Individuals value their privacy. In contrast, businesses value the ability to leverage personal information to deliver quality products and services to meet the needs of their clients. The legal standards that regulate the protection of personal information help bridge the gap between these two opposing interests.

Generally, under these standards, businesses retain the ability to analyze large data sets and create information assets to support key business objectives. This is possible through a framework of conditions intended to protect and preserve the sensitivity of the personal information provided. This includes requirements to provide notice of the intended use of the data and offer individuals with the choice to move forward with disclosure before collection and use.

The first part of this series highlights the topic of de-identification, which is a technique required and employed by businesses to process personal information beyond typical regulatory constraints. Specifically, this article will address when de-identification may be applied, the legal standards under specific regulations for de-identifying personal information, and the effect meeting such de-identification standards has on the use of the remaining data set.

Obtaining the right to de-identify personal information

The ability to de-identify personal information is governed by statutes and contracts. For instance, under the Health Insurance Portability and Accountability Act (HIPAA), a business associate may use or disclose protected health information (PHI) as permitted by its business associate contract or as required by law. The business associate agreement must establish the permitted and required uses and disclosures of PHI, and should specify whether the business associate is permitted to de-identify PHI in accordance with 45 CFR 164.514(a)-(c).

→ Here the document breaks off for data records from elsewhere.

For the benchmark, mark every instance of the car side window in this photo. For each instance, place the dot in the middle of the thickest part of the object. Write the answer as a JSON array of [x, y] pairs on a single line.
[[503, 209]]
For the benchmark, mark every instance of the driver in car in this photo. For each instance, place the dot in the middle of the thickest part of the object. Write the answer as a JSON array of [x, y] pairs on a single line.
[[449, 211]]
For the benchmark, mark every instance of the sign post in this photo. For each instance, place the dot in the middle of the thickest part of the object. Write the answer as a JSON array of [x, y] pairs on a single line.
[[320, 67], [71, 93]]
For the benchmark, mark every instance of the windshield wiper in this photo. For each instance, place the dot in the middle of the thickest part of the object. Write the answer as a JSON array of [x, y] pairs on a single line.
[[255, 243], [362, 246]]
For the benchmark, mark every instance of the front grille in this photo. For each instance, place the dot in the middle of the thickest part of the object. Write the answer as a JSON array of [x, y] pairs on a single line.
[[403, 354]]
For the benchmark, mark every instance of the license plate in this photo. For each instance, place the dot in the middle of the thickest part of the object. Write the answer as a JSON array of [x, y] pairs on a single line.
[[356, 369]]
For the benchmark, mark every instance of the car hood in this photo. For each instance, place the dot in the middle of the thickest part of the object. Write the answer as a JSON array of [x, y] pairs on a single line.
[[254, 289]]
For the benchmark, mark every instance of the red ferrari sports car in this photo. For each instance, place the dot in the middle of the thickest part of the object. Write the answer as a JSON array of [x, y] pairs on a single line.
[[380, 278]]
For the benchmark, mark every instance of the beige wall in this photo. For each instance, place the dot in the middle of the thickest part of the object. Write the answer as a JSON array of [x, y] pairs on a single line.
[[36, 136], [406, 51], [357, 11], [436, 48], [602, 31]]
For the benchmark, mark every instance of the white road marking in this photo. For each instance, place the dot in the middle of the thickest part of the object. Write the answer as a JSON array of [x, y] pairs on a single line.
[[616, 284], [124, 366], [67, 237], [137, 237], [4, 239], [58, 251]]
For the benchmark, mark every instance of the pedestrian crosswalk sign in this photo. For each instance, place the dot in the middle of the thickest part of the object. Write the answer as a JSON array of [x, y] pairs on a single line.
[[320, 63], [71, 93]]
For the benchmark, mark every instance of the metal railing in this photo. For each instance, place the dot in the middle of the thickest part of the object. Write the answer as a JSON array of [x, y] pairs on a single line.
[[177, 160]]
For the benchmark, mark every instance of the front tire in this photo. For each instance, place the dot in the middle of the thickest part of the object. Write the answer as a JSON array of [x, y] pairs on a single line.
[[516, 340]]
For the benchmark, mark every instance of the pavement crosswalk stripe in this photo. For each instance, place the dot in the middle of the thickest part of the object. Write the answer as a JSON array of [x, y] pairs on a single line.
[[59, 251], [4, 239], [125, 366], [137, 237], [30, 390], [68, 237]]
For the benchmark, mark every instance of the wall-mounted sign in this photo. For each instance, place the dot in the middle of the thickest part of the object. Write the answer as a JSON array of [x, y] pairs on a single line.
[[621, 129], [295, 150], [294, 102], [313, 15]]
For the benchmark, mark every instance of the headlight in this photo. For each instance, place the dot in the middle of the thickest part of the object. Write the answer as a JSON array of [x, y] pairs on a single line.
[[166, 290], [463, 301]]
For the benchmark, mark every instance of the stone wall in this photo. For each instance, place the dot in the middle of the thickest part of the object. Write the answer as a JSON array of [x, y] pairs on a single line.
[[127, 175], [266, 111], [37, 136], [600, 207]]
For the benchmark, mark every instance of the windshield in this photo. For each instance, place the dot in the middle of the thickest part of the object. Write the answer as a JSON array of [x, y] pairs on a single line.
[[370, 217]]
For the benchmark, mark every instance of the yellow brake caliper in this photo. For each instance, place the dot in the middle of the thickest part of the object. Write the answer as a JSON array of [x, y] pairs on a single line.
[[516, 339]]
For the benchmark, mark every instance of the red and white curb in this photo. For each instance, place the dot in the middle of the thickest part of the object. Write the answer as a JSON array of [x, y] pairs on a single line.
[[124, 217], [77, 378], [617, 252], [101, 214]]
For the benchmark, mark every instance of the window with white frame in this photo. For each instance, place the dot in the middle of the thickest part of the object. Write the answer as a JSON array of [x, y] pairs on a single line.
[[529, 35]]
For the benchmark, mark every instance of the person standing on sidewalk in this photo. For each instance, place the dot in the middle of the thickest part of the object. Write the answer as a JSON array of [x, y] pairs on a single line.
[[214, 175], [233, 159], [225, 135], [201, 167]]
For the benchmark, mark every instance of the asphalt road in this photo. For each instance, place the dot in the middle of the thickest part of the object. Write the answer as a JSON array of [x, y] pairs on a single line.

In the context of the European Union’s General Data Protection Regulation (GDPR), anonymizing data is a form of data processing. Data processing requires obtaining unambiguous consent from data subjects before proceeding (an “opt-out” notice does not qualify), unless a different legal basis exists (i.e., such processing would be required in relation to a contract entered into by the data subject). Lastly, where no statutory guidance exists, many commercial agreements will limit the processing of customer data solely to the extent necessary to deliver the services as described under the respective agreement. As a result, vendors should take precautionary measures to ensure contract language is drafted broadly enough to account for processing of customer data for purposes of current or future data analytics offerings.

Overview of de-identification standards

De-identification occurs when an individual’s identity is no longer ascertainable or the risk of identifying an individual is significantly low due to the removal of direct personal identifiers (e.g., a data subject’s first and last name) and indirect identifiers (phone numbers, email addresses, etc.). Regulatory requirements dictate whether a given de-identification standard has been met and the effect that meeting such standard has on the use of the remaining data set. Below is a summary of de-identification standards for two of the most prominent data protection statutes in the United States, HIPAA and GLBA, as compared against the de-identification standard under GDPR.

Recommended best practices

To manage compliance with regulatory standards for de-identification of personal information, consider implementing the following best practices:

  • Engage key stakeholders to understand the business objectives supported by collecting and processing personal information, the scope of data being collected, the intended use, and the current methods employed to de-identify that data.
  • Identify regulations or other laws that govern the data processing activities, as well as any requirements for de-identification.
  • Review contracts to understand rights and limitations for processing of personal information, including those related to de-identification.
  • Assess currently applied practices to de-identify and use personal information against any regulatory and contractual restrictions and determine their suitability.
  • Ensure the privacy program addresses when consent is needed for data processing activities and engage with technical teams to ensure opt-in/ opt-out consent mechanisms are properly built within applications, as well as tracked and managed internally.
  • Identify “de-identification” as one of the intended purposes of collection in notices seeking consent.
  • Work with stakeholders to build in a workflow process where individuals charged with the corporation’s compliance with privacy restrictions are notified of newly intended uses or collection of personal information (a “privacy by design” approach).